Output-side and data-quality operations — control how data lands at the destination, filter out duplicates, validate rows, or keep the dataset in memory for downstream steps. Configure each one under Transformation → MAPPING.
Partition-by
Split a large dataset into smaller output files. Available only when the destination is a file.
Two modes, picked by the value type in the Partition By field:
Partition by record count. Enter a numeric value — the maximum number of records per file. With Partition By = 100 and 1,000 source records, you get 10 files of 100 records each. Filenames: original_name + _ + index + original_extension.
Partition by field values. Enter a comma-separated list of column names. Etlworks creates one file per unique combination of those columns. With Partition By = last_name,first_name, every unique (last, first) pair gets its own file. Filenames: original_name + _ + partition_value + original_extension.
Ignore the original filename. Default filename pattern includes the source filename, e.g. order_1234.csv.

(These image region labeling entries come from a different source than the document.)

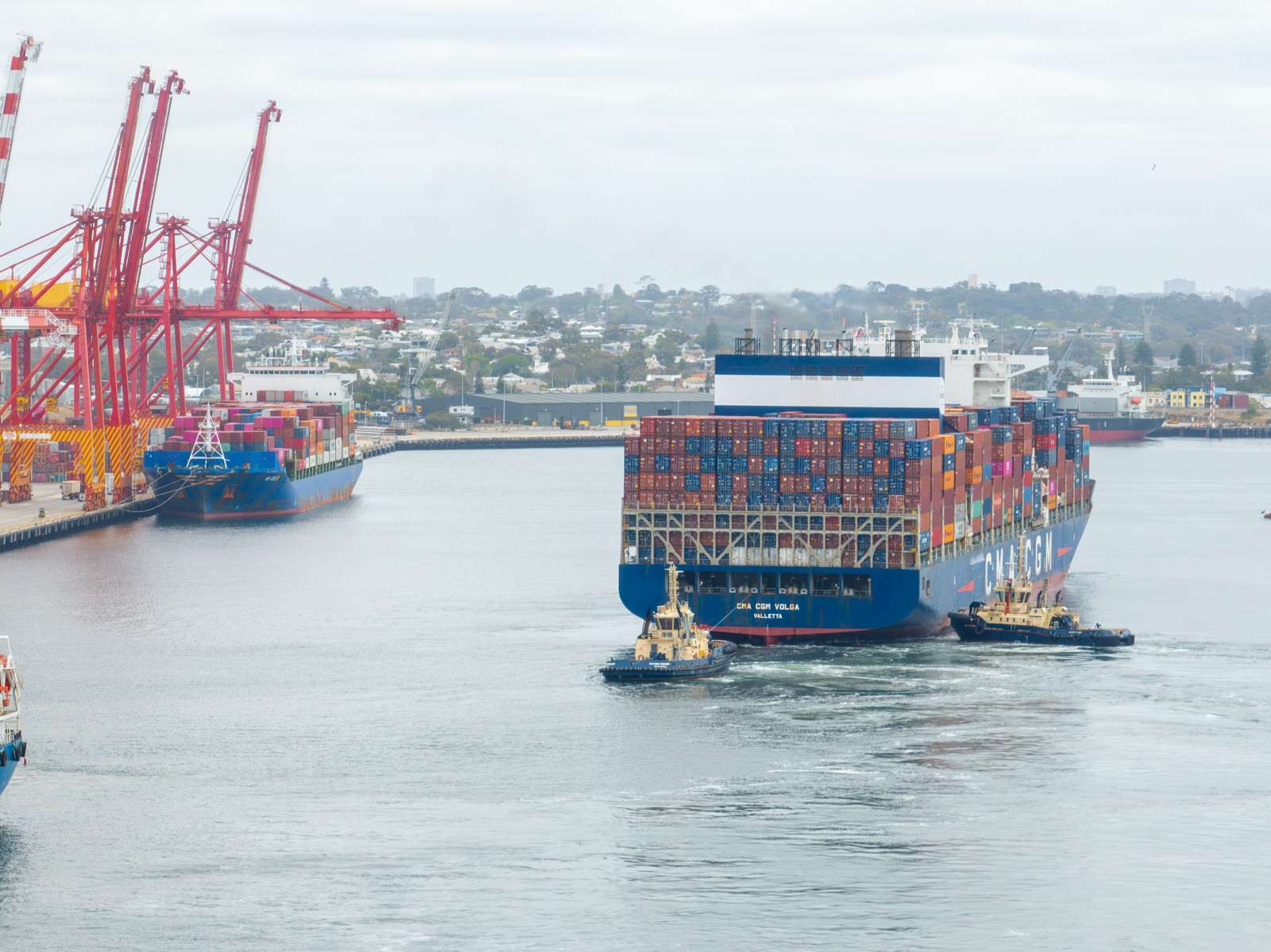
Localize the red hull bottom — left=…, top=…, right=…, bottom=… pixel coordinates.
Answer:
left=710, top=569, right=1068, bottom=647
left=1091, top=428, right=1153, bottom=442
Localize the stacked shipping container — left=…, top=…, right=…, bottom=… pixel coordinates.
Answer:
left=623, top=399, right=1091, bottom=567
left=150, top=400, right=356, bottom=478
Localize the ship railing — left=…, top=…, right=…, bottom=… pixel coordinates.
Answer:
left=619, top=499, right=1091, bottom=569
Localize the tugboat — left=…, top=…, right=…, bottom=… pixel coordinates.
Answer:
left=949, top=545, right=1134, bottom=647
left=600, top=563, right=737, bottom=681
left=0, top=635, right=27, bottom=793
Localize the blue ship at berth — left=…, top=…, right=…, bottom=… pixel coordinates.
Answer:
left=618, top=337, right=1095, bottom=645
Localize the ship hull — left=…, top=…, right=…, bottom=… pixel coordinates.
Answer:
left=148, top=460, right=362, bottom=521
left=1076, top=415, right=1165, bottom=442
left=618, top=514, right=1089, bottom=645
left=949, top=611, right=1134, bottom=648
left=0, top=742, right=21, bottom=793
left=600, top=654, right=732, bottom=681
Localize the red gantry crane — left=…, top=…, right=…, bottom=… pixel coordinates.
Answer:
left=0, top=63, right=400, bottom=508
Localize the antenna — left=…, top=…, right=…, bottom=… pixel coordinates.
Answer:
left=0, top=37, right=43, bottom=225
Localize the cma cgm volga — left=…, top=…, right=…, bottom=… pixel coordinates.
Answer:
left=144, top=342, right=362, bottom=520
left=618, top=332, right=1095, bottom=645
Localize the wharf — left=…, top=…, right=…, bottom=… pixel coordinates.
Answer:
left=0, top=483, right=154, bottom=552
left=1153, top=425, right=1271, bottom=440
left=362, top=428, right=628, bottom=459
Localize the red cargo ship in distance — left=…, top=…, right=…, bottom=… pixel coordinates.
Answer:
left=1059, top=353, right=1165, bottom=442
left=618, top=334, right=1095, bottom=645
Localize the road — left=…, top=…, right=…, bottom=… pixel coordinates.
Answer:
left=0, top=483, right=84, bottom=533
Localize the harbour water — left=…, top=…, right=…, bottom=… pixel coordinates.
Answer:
left=0, top=441, right=1271, bottom=950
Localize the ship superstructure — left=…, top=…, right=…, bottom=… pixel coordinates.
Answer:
left=0, top=635, right=27, bottom=793
left=619, top=336, right=1095, bottom=643
left=227, top=341, right=357, bottom=403
left=848, top=318, right=1050, bottom=407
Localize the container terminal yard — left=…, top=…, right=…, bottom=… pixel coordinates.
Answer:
left=0, top=9, right=1271, bottom=952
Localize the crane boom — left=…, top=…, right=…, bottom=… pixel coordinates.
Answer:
left=221, top=99, right=282, bottom=310
left=116, top=70, right=189, bottom=310
left=87, top=66, right=154, bottom=314
left=0, top=37, right=43, bottom=225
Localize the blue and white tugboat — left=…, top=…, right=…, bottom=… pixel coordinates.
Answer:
left=600, top=563, right=737, bottom=681
left=0, top=635, right=27, bottom=793
left=949, top=545, right=1134, bottom=648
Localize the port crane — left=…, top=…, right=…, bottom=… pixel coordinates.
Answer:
left=0, top=60, right=399, bottom=508
left=0, top=37, right=43, bottom=225
left=1046, top=328, right=1082, bottom=396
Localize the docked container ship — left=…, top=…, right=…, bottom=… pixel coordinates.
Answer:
left=142, top=350, right=362, bottom=520
left=619, top=334, right=1095, bottom=645
left=1059, top=353, right=1165, bottom=442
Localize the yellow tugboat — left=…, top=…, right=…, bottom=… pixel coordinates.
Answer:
left=949, top=534, right=1134, bottom=647
left=600, top=565, right=737, bottom=681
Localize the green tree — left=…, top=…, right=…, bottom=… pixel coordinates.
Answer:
left=701, top=318, right=720, bottom=353
left=1250, top=334, right=1267, bottom=376
left=1134, top=341, right=1153, bottom=383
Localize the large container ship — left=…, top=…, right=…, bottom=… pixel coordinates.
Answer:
left=142, top=400, right=362, bottom=520
left=619, top=334, right=1095, bottom=645
left=1059, top=353, right=1165, bottom=442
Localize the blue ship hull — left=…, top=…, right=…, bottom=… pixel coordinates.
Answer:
left=0, top=734, right=21, bottom=793
left=144, top=450, right=362, bottom=520
left=618, top=512, right=1089, bottom=645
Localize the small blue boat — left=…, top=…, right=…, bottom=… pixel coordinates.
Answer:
left=600, top=565, right=737, bottom=681
left=0, top=635, right=27, bottom=793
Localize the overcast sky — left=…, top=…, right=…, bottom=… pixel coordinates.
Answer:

To get clean per-partition filenames without that prefix, enable MAPPING → Complex Transformations → Ignore Original File Name.

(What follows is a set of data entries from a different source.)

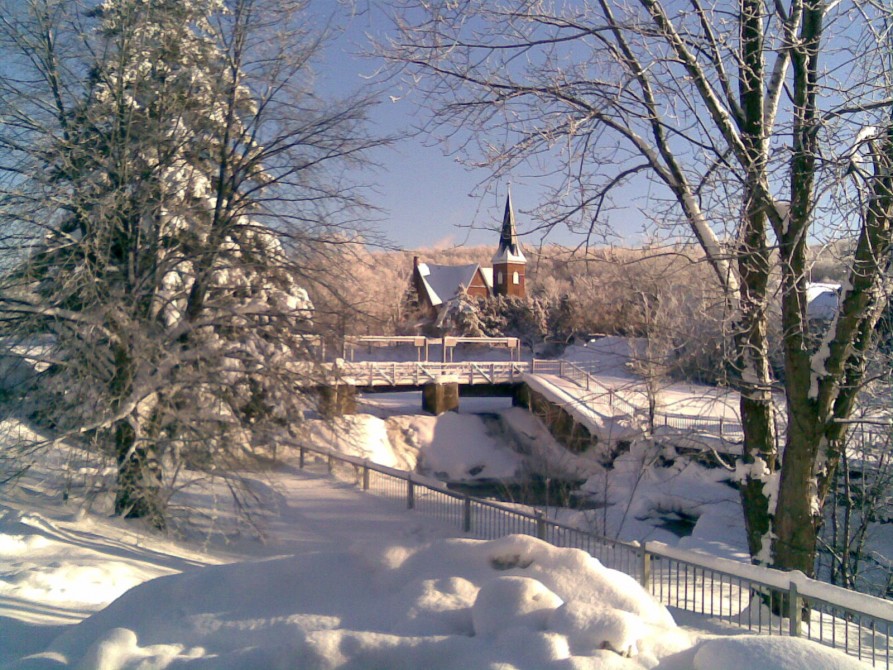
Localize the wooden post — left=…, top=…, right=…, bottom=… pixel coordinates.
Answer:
left=462, top=496, right=471, bottom=533
left=639, top=545, right=651, bottom=592
left=788, top=580, right=803, bottom=637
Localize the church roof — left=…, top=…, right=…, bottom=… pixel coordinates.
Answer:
left=418, top=263, right=492, bottom=307
left=493, top=193, right=527, bottom=263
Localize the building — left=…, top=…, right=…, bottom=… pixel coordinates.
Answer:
left=412, top=194, right=527, bottom=318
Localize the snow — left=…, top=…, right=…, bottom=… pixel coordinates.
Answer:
left=0, top=344, right=891, bottom=670
left=693, top=635, right=865, bottom=670
left=0, top=422, right=876, bottom=670
left=419, top=263, right=478, bottom=307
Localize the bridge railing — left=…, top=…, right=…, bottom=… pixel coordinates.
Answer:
left=338, top=361, right=530, bottom=386
left=295, top=445, right=893, bottom=669
left=532, top=360, right=744, bottom=441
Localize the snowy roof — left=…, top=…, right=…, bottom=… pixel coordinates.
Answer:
left=419, top=263, right=484, bottom=307
left=806, top=282, right=840, bottom=320
left=493, top=193, right=527, bottom=263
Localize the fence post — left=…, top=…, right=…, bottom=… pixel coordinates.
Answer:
left=788, top=580, right=803, bottom=637
left=639, top=544, right=651, bottom=592
left=462, top=496, right=471, bottom=533
left=536, top=510, right=546, bottom=540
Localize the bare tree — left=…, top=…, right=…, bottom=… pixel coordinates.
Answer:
left=0, top=0, right=374, bottom=526
left=384, top=0, right=893, bottom=574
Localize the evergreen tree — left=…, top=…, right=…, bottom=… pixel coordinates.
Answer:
left=0, top=0, right=363, bottom=526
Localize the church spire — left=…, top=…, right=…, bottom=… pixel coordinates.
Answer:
left=493, top=191, right=527, bottom=264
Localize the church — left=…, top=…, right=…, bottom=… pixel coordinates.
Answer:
left=412, top=193, right=527, bottom=318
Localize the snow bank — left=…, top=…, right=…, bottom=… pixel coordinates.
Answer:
left=20, top=536, right=691, bottom=670
left=391, top=412, right=521, bottom=481
left=694, top=635, right=866, bottom=670
left=307, top=414, right=417, bottom=470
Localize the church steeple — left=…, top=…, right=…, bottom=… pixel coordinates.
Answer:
left=493, top=191, right=527, bottom=298
left=493, top=191, right=527, bottom=264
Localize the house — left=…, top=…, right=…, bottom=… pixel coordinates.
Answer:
left=806, top=282, right=840, bottom=321
left=412, top=194, right=527, bottom=318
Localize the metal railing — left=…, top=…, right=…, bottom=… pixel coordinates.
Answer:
left=296, top=445, right=893, bottom=668
left=333, top=361, right=530, bottom=386
left=531, top=360, right=744, bottom=441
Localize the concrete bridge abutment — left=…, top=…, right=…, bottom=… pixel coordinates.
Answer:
left=319, top=384, right=357, bottom=418
left=422, top=377, right=459, bottom=416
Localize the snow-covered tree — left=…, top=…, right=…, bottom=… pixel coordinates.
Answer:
left=0, top=0, right=369, bottom=526
left=382, top=0, right=893, bottom=574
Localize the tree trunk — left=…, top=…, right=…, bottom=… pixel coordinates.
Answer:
left=113, top=420, right=165, bottom=530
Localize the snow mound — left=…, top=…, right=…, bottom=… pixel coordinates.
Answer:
left=307, top=414, right=416, bottom=470
left=549, top=602, right=648, bottom=656
left=471, top=577, right=562, bottom=635
left=26, top=535, right=691, bottom=670
left=390, top=412, right=522, bottom=481
left=694, top=635, right=866, bottom=670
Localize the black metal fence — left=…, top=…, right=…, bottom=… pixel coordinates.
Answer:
left=296, top=446, right=893, bottom=668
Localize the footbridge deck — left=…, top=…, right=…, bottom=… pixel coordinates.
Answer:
left=338, top=362, right=531, bottom=388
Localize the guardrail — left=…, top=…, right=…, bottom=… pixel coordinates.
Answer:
left=295, top=445, right=893, bottom=668
left=531, top=360, right=744, bottom=441
left=336, top=361, right=530, bottom=386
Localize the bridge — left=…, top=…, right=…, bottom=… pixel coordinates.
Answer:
left=338, top=361, right=532, bottom=389
left=320, top=350, right=743, bottom=443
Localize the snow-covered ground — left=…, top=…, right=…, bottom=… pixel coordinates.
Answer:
left=0, top=399, right=864, bottom=670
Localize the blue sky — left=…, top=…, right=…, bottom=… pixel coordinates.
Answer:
left=317, top=3, right=636, bottom=248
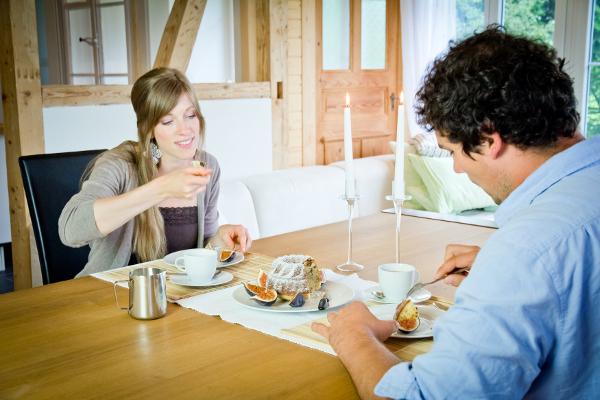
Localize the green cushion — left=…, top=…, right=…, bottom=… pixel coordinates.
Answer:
left=406, top=154, right=495, bottom=214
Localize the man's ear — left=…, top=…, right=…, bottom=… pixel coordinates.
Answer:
left=481, top=132, right=506, bottom=160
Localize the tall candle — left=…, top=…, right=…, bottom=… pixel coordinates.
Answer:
left=344, top=93, right=356, bottom=197
left=392, top=92, right=404, bottom=198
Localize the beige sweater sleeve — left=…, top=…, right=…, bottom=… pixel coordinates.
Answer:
left=58, top=155, right=133, bottom=247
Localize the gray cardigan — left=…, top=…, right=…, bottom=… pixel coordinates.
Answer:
left=58, top=150, right=221, bottom=277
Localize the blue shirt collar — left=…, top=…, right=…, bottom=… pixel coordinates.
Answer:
left=495, top=137, right=600, bottom=227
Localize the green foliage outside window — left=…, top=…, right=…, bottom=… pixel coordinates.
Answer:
left=586, top=0, right=600, bottom=137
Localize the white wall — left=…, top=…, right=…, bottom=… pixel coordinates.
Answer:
left=39, top=99, right=273, bottom=182
left=186, top=0, right=235, bottom=82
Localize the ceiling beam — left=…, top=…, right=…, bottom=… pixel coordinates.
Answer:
left=154, top=0, right=207, bottom=73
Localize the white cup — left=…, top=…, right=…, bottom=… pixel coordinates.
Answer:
left=379, top=263, right=419, bottom=302
left=175, top=249, right=217, bottom=283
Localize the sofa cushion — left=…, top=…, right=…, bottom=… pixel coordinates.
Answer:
left=217, top=181, right=260, bottom=239
left=240, top=166, right=347, bottom=237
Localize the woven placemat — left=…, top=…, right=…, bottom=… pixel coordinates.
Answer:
left=94, top=253, right=275, bottom=303
left=281, top=296, right=453, bottom=361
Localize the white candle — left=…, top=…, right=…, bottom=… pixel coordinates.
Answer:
left=392, top=92, right=404, bottom=198
left=344, top=93, right=356, bottom=197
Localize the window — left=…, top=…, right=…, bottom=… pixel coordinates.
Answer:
left=59, top=0, right=131, bottom=85
left=585, top=0, right=600, bottom=137
left=504, top=0, right=555, bottom=46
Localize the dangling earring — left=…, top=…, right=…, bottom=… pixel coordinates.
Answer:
left=150, top=142, right=162, bottom=165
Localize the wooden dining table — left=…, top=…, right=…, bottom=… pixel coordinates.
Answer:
left=0, top=213, right=494, bottom=399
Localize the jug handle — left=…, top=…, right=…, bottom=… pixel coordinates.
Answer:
left=113, top=279, right=129, bottom=311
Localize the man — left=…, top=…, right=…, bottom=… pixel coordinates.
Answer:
left=313, top=27, right=600, bottom=399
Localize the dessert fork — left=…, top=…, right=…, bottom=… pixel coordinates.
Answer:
left=406, top=267, right=471, bottom=298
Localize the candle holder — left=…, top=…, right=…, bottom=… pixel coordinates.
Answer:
left=385, top=194, right=412, bottom=263
left=335, top=195, right=365, bottom=272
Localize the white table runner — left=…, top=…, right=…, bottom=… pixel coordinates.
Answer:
left=177, top=269, right=377, bottom=355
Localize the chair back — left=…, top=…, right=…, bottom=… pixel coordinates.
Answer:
left=19, top=150, right=104, bottom=285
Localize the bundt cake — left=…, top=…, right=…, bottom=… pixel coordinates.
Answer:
left=267, top=255, right=323, bottom=300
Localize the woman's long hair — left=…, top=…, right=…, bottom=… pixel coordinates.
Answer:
left=89, top=68, right=205, bottom=262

Configure: MAPPING → Complex Transformations → Partition.
Remove duplicates
Drop subsequent records that match an earlier record on a configurable set of fields. Etlworks compares each incoming row to what it has already processed and ignores matches.
Configure: MAPPING → Complex Transformations → Remove Duplicates. Enter the comma-separated list of fields that define a duplicate.
Validation
Define rules that reject a row, reject the entire dataset, or halt the flow when source data fails a check — e.g., required-field missing, value out of range, type mismatch.
Configure: MAPPING → Additional Transformations → Validation. Specify the rule set and the failure action (reject row / reject dataset / halt flow).
Memory Connection as destination
A Memory Connection holds an entire dataset in RAM during flow execution. Almost any source-to-destination transformation can use a Memory Connection as its destination — the transformation extracts from the source and stores the result in memory, where other transformations in the same flow (or nested flows) can read it.
When to use it:
- Lookups and enrichment against a small or medium reference dataset.
- Caching reference data once and reusing it across multiple transformations.
- Parsing a web service response before writing it elsewhere.
- Calculations spanning multiple transformations.
- Passing datasets between a parent flow and nested flows.
- Avoiding temporary staging tables for short-lived data.
Constraint. The dataset must fit in RAM. Use staging tables instead for larger datasets.
Setup:
- Create a connection of type Memory Connection.
- Create or open a flow.
- Add a source-to-destination transformation. Source = any supported source (database, file, API, …). Destination = the Memory Connection from step 1.
- Name the transformation — the name is how downstream transformations reference the dataset.
- Downstream transformations in the same flow can use the Memory Connection as their source.